Jesus was baptized and in the Gospel of Luke’s account, Jesus’ baptism took place after John was imprisoned. So we really do not know if John did the actual act of baptizing. Regardless of who actually did the baptizing, the heavens opened, the Holy Spirit descended like a dove and a voice from heaven announced, “You are my Son, the Beloved; with you I am well pleased.” Or from the Common English Bible version we heard today, ““You are my Son, whom I dearly love; in you I find happiness.” Wouldn’t that be something if we heard that more than just once a year?
Martin Luther, one of the great Protestant Reformers, passionately reminded people to “remember your baptism!” I cannot remember my own baptism. I was told though, that I was three years old. My brother, who was ten at the time, and I were baptized together by my mother’s cousin who was a Presbyterian preacher. We gathered with family and friends in the dining room of my childhood home. It was there that I was told I was beloved.
When Martin Luther said to “remember your baptism” it is more than just talking about dressing up in a pretty white dress or suit, having a party and, if we're a baby, everyone saying how sweet we look. In his catechism, Luther wrote, "A truly Christian life is nothing else than a daily baptism once begun and ever to be continued." Martin Luther wanted us to remember each day who we are, and whose we are, and how beloved we are. Even in an age when we spend so much time talking about "self esteem," don't we still long to hear that we are beloved?

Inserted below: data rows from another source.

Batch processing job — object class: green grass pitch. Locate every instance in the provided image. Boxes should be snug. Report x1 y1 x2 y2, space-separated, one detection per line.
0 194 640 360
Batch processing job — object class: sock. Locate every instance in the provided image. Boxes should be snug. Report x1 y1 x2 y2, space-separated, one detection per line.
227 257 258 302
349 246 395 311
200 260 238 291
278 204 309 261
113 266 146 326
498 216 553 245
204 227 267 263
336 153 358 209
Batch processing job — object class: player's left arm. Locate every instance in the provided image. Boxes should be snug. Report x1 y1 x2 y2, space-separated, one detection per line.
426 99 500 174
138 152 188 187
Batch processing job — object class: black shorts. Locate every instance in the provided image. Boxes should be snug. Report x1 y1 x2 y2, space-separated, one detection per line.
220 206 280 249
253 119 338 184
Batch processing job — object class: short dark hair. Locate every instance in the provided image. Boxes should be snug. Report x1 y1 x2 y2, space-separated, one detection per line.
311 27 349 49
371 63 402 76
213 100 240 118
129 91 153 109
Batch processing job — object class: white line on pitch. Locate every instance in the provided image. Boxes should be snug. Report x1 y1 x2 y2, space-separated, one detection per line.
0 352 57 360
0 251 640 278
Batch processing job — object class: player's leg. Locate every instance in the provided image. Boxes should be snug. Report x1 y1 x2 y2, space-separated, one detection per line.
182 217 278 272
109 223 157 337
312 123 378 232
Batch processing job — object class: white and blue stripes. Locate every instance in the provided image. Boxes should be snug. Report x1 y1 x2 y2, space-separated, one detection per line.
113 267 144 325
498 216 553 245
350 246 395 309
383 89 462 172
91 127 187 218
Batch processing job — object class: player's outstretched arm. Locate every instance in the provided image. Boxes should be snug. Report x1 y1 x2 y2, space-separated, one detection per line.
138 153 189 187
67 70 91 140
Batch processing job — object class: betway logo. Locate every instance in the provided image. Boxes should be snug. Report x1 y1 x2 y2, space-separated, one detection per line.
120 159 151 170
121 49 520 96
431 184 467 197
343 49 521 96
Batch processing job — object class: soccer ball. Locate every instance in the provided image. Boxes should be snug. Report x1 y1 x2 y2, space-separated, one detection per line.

God’s expectations of us are to live out our baptismal promises to the best of our abilities. And if we are not baptized, God still expects good and compassionate things out of us. Kathryn Matthews writes in her UCC column, “Today, in churches around the world, people are still being baptized, still being washed in the living waters, still thirsting for God's grace and a word of forgiveness and life, still waiting to be included, to find their place in the story of healing and salvation, still longing for the chance to start their life over. The voice from heaven says, "You are my Child, the Beloved; with you I am well pleased." These words may come from heaven but they do not come out of the blue: they echo God's words from Isaiah long before: "Do not fear, for I have redeemed you; I have called you by name, you are mine…you are precious in my sight, and honored, and I love you" (43:1b, 4a). God remembers us, Isaiah says; in fact, God reassures us, "I have inscribed you on the palms of my hands" (49:16). God's love didn't start yesterday, or even in the New Testament. It is from of old, and it is focused on each one of us, by name. We belong to God, and God loves us. It's as if God is trying to say to each one of us, "No matter what happens and no matter how low and discouraged you feel, no matter what is happening around you and in your life, don't you ever let anyone tell you that you are anything but a precious and beloved child of God." God expects us to remember that. God expects us to keep saying that and preaching that.
The other thing that is worth remembering is that Jesus’ baptism reveals to us that he is fully human and fully divine. Barbara Brown Taylor reminds us that Jesus "took the plunge right along with the rest of us" and "never asks us to go anywhere he has not been first" ("Sacramental Mud" in Mixed Blessings).
Yes! God is on the loose in the world. Expectations and questions swirl around us as we speak of the Promised One drawing near to God’s promises. The Holy Spirit and baptism are signs of God’s affirmation of Jesus; however, the grace of the words spoken “from heaven” is not restricted to Jesus alone. In Christ, we are those whom God calls beloved and with whom God is so very pleased. Such love affirms us as God’s own. You are the beloved children of God and with you God is so pleased and finds so much happiness! May it be so.